En casi todas las instituciones de educación superior, las encuestas de fin de curso a estudiantes siguen siendo una herramienta clave para evaluar el desempeño docente. Pero la evidencia muestra que el sistema, tal como está planteado, puede estar haciendo más daño que bien.

En un artículo publicado en Harvard Business Publishing Education, una exdecana y experta en desarrollo docente analiza por qué tantos comentarios en evaluaciones estudiantiles terminan siendo destructivos.

En InsightED, retomamos ese diagnóstico y lo traemos al plano institucional: ¿qué deberían hacer las universidades frente a un instrumento que podría distorsionar la percepción de calidad?

El tiempo importa: ¿por qué esperar al final del semestre?

Recoger evaluaciones al final del ciclo lectivo, cuando los estudiantes están estresados, inseguros sobre sus calificaciones y emocionalmente agotados, es una receta para respuestas distorsionadas.

Algunas instituciones empiezan a explorar alternativas: aplicar evaluaciones después de finalizado el curso, o incluso en el siguiente semestre. ¿Otra opción innovadora?
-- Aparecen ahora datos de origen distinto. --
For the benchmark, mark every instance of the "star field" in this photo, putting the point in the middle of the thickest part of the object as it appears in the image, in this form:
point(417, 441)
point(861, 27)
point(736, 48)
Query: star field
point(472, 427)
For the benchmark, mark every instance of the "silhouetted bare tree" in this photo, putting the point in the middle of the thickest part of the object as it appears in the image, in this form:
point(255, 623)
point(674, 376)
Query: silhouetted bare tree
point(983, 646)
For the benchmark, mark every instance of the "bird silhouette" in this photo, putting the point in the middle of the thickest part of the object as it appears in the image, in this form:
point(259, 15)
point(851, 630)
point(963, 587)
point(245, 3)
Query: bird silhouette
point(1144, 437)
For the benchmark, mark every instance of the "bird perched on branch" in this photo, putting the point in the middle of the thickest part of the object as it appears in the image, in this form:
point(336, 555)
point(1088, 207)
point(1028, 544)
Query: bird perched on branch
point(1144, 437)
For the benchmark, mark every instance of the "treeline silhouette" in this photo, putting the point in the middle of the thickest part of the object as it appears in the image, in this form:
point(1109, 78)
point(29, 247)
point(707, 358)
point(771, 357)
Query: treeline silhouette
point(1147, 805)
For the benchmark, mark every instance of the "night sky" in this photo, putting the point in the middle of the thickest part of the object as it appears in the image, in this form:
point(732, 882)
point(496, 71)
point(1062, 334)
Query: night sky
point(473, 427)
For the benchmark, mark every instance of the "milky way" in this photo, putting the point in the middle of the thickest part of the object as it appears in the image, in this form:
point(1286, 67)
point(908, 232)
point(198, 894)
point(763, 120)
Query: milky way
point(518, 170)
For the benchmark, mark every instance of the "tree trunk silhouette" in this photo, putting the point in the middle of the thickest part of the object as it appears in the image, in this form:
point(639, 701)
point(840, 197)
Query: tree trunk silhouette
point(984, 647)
Implementar dos momentos de feedback: uno al inicio, sobre expectativas, y otro más reflexivo tiempo después de terminar.

Anonimato no siempre es sinónimo de honestidad

La idea de que el anonimato garantiza sinceridad se está debilitando. Lo que muchas veces genera es la ausencia de filtros y el aumento de agresiones verbales. En Ithaca College, por ejemplo, se probó un sistema híbrido donde los estudiantes firmaban sus evaluaciones, aunque sus nombres no llegaban al docente. Resultado: menos comentarios agresivos, más responsabilidad.
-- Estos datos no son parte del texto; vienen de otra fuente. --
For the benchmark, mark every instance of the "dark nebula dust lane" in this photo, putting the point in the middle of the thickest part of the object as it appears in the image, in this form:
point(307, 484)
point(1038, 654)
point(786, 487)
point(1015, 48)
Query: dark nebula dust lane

Si las instituciones quieren proteger el valor de la retroalimentación, necesitan rediseñar sus sistemas para que garanticen respeto sin limitar la crítica.

Sesgos invisibles, consecuencias reales

El género, origen o a veces incluso el acento del profesor pueden influir en la percepción de los estudiantes desde el primer día de clase. Las plataformas externas como Rate My Professors no hacen más que amplificar esas primeras impresiones, señala Harvard Business Publishing Education.

Los líderes universitarios tienen una responsabilidad: formar a los estudiantes en ciudadanía académica y diseñar sistemas que filtren, reconozcan o compensen estos sesgos. No hacerlo es perpetuar una cultura de evaluación injusta.

En muchos casos, las evaluaciones son utilizadas por estudiantes que no obtuvieron buenos resultados como herramienta de desahogo o revancha. “No aprendí nada” suele significar “no me fue bien”. Las universidades deben trabajar sobre esta inmadurez con más información, más orientación y más reflexión.

Incluir preguntas sobre el esfuerzo y la dedicación del propio estudiante, como ya hacen algunas instituciones, puede ser un primer paso.

Una oportunidad para liderar con evidencia

Las evaluaciones estudiantiles pueden ser valiosas. Pero solo si se entienden como una herramienta dentro de un ecosistema más amplio de mejora docente. Para lograrlo, las universidades deben repensar: cuándo se aplican, cómo se presentan, qué preguntas se formulan, cómo se tratan los resultados y qué formación reciben los estudiantes.

Instituciones que aspiren a una cultura de calidad no pueden dejar este proceso librado al azar.